Casey Anthony release
Casey Anthony, left, walks to an SUV with her lawyer Jose Baez after she was released from the Orange County Jail in Orlando, Fla., early Sunday, July 17, 2011. AP Photo

(CBS/WKMG/AP) ORLANDO, Fla. - Despite not knowing Casey Anthony's official release time, more than a dozen television trucks and a few scattered protesters were there when she was released from jail a few minutes after midnight Sunday, 12 days after Anthony was acquitted of murder in the death of her 2-year-old daughter Caylee.

Pictures: Casey and Caylee Anthony, personal photos

Anthony, wearing a hot-pink T-shirt with blue jeans, left the jail at 12:14 a.m. with her attorney, Jose Baez. She was given $537.68 in cash from her jail account and escorted outside by two sheriff's deputies armed with semi-automatic rifles. Neither Anthony nor Baez said anything to reporters and others gathered outside, reports CBS affiliate WKMG.

While Anthony and Baez said nothing to those gathered outside, the protesters had plenty to say to the Florida mother.

Jessica Wiggins of Clearwater, Fla. waited outside Saturday with her four children for four hours to protest Anthony's release. She held a sign that read "This is your way of justice for Caylee. No Bella Vita."

"I want to let everyone know they are letting a baby killer out," Wiggins said.

"Her child meant so little to her that she couldn't even report her missing or report what happened, if it was truly an accident," Wiggins said of why the case bothered her so much. "She just could care less." 

Prosecutors alleged that Anthony suffocated her daughter with duct tape because motherhood interfered with her desire for a carefree life, but her lawyers said the girl drowned in an accident that snowballed out of control.

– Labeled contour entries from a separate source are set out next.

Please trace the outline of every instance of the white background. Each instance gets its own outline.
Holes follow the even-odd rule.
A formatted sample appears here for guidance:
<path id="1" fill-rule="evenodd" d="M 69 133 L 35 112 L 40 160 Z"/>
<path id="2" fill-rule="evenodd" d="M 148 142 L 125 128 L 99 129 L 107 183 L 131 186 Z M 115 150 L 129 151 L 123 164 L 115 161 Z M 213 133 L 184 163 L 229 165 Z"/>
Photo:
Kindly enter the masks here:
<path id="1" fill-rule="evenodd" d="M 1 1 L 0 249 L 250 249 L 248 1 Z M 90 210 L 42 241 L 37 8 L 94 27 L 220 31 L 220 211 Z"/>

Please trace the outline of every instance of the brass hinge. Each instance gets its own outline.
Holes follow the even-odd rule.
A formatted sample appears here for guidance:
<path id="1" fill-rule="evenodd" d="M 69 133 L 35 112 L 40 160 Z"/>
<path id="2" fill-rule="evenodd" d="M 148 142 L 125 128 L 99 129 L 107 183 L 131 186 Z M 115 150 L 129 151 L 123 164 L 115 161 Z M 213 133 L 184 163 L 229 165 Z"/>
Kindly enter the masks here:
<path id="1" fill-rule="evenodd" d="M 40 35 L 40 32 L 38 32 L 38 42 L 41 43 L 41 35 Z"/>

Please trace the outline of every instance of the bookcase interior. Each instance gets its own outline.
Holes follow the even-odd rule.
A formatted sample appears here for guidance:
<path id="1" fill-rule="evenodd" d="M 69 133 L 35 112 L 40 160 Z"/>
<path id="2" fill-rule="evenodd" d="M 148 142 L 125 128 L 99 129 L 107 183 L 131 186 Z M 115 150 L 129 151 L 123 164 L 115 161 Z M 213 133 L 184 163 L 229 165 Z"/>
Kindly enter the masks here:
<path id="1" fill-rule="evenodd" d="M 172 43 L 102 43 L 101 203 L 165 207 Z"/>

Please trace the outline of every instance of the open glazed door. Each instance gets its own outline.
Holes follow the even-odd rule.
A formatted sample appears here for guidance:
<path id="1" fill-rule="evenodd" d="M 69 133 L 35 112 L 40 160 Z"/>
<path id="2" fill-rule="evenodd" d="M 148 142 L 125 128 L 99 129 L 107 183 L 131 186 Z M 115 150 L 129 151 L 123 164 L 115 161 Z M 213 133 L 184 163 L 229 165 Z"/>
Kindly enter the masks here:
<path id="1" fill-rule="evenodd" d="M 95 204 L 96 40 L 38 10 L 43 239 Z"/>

Some of the jurors who acquitted Anthony said they believe she bears some responsibility for her daughter's death but that prosecutors failed to prove that she murdered the child.

"The verdict was nonsense. Without a shout (sic)of a doubt she was guilty based on everything," said Florida resident Ed Philstine, who had been outside the jailhouse at 11 p.m. Saturday waiting for Anthony's release.

Melissa Jeffrey, who went to the memorial site and left a teddy bear before coming to the jailhouse, held a sign saying "Justice for Caylee, karma for Casey."

"She was a little girl that needed justice and needs someone to look out for her." Jeffrey said. "She became America's sweetheart."

Anthony had remained in jail to finish a four-year sentence for lying to investigators. With credit for the nearly three years she'd spent in jail since August 2008 and good behavior, she had only days remaining when she was sentenced July 7.

Anthony's whereabouts for her first week of freedom were a closely guarded secret Monday, known only to a select few as she tries to start a new life after being acquitted. Cheney Mason, one of her lawyers says an elaborate plan as made to protect her from people with "the lynch-mob mentality."